On the résumé, Santos also described, among his skills, “public speaking” and “currency and coin counter.”

He told Lara Trump in an interview this year: “I’m a business guy. I’ve done private equity for 11 years in New York.” He added that he “had the privilege of doing business” with the Trump Organization. He told another interviewer: “I’ve gone up the chains of Wall Street. I’ve developed many companies. I’ve opened my own business.”

Santos reported loaning his campaign more than $700,000 in the 2021-22 cycle despite having only $55,000 in earned income during his previous run for Congress in 2020, according to a financial disclosure. The nonpartisan Campaign Legal Center filed a complaint this week with the Federal Election Commission, calling Santos’s claims of earning millions over the previous two years from the Devolder Organization “vague, uncorroborated, and noncredible in light of his many previous lies.”

Santos received payments as recently as April 2021 from a financial services company accused by the Securities and Exchange Commission of a “classic Ponzi scheme,” according to a court-appointed lawyer reviewing the firm’s assets, The Washington Post reported this week.

Santos did not divulge any income from Florida-based company Harbor City Capital on a financial disclosure form required of all federal candidates. The payments the lawyer described to The Post, which have not been previously reported, indicate that Santos received money at least a month after he has said he left the firm — and mere weeks before registering a business called the Devolder Organization that he has claimed as the basis for his wealth. The lawyer, Katherine C. Donlon, declined to tell The Post the amount Santos was paid.

Santos claimed in a November 2020 interview that a company he had worked for “lost four employees” at the Pulse nightclub shooting in Orlando in June 2016. He changed his story in an interview last month with WABC in New York. He said the four were in the process of being hired. “We did lose four people that were going to be coming to work for the company that I was starting up in Orlando,” he said, never naming the company.

Where does Santos live on Long Island? Was he married? What will come of a probe in Brazil, where authorities are seeking to reinstate a 15-year-old fraud charge against Santos?
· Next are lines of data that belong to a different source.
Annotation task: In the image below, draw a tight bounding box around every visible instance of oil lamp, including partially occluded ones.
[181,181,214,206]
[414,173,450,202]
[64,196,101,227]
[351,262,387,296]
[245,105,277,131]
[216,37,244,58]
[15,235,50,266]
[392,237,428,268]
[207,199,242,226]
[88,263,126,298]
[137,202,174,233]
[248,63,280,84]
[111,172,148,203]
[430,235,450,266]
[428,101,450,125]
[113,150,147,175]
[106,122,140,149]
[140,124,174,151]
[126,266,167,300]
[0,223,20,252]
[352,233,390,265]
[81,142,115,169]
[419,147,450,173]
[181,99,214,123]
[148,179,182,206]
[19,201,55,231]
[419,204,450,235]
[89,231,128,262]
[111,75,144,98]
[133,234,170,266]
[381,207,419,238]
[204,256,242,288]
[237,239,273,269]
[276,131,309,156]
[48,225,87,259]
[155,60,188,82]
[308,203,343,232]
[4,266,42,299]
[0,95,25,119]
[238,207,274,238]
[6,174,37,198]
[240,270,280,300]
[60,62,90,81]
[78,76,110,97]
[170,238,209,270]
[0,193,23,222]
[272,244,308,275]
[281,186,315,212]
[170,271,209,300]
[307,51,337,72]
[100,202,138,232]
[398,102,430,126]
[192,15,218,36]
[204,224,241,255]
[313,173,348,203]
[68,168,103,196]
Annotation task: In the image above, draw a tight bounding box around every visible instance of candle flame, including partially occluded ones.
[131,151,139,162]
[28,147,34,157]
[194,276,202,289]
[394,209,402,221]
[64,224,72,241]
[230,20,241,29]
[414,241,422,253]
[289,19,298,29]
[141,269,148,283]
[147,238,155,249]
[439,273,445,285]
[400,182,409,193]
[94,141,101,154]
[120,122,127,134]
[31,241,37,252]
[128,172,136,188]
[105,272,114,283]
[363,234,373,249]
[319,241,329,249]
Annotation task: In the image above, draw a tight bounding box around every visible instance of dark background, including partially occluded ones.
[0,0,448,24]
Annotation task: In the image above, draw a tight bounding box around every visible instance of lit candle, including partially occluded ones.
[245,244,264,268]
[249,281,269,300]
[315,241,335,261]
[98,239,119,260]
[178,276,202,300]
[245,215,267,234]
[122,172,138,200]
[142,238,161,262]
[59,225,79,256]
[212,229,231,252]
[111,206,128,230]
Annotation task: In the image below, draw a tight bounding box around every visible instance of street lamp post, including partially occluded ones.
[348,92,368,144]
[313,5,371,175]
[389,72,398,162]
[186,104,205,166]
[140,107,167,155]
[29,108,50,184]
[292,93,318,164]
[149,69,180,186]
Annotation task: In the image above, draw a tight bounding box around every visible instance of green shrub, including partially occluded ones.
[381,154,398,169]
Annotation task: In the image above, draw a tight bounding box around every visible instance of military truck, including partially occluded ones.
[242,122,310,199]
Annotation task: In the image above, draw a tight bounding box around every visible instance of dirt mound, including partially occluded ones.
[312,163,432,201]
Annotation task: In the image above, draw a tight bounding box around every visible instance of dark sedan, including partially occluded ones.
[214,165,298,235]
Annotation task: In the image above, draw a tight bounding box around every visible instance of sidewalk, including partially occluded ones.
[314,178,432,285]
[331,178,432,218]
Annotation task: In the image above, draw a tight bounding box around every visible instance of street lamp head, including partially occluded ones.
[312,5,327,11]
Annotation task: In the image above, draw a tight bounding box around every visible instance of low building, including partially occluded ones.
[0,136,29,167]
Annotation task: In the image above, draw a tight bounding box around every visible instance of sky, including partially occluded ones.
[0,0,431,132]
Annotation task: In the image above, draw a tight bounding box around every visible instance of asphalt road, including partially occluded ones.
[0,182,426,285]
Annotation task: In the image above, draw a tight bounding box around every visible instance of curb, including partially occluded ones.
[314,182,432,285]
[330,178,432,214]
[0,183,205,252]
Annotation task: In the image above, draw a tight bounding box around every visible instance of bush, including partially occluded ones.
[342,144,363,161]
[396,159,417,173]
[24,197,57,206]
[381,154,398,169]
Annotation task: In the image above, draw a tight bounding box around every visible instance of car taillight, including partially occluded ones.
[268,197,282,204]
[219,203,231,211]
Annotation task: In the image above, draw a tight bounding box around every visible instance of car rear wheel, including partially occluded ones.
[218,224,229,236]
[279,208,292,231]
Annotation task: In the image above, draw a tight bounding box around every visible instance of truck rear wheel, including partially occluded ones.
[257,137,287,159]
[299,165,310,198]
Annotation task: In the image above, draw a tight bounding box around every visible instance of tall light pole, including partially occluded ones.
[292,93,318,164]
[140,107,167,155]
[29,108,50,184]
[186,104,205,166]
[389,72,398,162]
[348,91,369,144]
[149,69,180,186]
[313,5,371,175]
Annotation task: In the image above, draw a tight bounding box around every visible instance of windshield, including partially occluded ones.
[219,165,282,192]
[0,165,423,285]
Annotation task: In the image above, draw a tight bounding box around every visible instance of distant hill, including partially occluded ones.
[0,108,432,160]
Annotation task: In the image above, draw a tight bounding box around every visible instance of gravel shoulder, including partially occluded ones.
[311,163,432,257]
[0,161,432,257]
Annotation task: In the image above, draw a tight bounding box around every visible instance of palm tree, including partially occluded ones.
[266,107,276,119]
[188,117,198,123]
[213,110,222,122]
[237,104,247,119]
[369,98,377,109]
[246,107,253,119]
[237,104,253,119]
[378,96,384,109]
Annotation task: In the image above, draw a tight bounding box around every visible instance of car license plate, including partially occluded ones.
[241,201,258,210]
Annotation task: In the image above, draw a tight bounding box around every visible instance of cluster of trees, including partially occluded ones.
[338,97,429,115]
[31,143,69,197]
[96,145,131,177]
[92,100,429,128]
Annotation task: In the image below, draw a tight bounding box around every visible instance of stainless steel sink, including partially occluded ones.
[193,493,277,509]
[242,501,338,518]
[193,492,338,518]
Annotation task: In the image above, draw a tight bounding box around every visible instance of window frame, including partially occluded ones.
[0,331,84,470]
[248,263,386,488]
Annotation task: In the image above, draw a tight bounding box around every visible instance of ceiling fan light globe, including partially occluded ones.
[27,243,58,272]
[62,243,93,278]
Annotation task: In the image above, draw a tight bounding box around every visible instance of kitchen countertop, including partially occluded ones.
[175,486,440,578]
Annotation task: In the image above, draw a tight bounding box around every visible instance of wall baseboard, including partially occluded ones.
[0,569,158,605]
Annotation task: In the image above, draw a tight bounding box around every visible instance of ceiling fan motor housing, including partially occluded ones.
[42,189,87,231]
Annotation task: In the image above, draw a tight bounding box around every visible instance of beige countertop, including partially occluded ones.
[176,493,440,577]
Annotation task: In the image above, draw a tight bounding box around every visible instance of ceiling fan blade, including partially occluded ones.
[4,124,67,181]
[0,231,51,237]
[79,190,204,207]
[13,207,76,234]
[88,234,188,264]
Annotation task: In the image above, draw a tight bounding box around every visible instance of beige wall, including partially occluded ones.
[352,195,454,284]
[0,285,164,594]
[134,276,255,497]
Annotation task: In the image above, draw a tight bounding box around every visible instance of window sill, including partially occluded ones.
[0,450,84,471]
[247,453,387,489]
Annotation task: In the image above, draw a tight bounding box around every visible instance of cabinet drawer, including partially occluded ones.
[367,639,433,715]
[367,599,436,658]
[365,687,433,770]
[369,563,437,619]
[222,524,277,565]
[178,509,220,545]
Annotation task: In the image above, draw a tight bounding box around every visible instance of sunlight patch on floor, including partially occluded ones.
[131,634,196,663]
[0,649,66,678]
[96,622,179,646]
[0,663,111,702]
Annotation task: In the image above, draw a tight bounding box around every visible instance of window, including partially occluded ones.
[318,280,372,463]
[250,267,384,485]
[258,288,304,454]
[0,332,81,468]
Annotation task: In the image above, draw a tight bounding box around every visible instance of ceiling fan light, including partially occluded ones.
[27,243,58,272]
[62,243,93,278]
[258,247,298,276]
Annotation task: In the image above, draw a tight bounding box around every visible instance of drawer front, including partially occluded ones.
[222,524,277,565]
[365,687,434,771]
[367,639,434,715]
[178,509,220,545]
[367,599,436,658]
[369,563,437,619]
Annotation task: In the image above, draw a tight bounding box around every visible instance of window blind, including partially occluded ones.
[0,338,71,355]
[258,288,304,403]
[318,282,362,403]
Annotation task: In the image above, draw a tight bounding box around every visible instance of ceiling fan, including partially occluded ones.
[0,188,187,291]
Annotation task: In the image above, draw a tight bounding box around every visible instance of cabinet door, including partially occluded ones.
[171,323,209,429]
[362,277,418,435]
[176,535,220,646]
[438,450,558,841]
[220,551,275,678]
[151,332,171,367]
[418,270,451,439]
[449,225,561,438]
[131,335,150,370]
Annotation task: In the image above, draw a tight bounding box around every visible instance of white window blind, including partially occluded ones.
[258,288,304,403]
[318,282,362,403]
The charge, first reported by the New York Times, stems from the alleged theft and use of a checkbook in Rio de Janeiro state in 2008, when Santos was 19.

Rio state prosecutors allege that Santos spent $700 at a small clothing store in the city of Niterói in 2008 using a stolen checkbook and a false name, court records show. Santos acknowledged the incident in a post on the social media platform Orkut, writing, “I know I screwed up, but I want to pay,” prosecutors said. The next year, they alleged, he told police he took the checkbook from a man for whom his mother worked.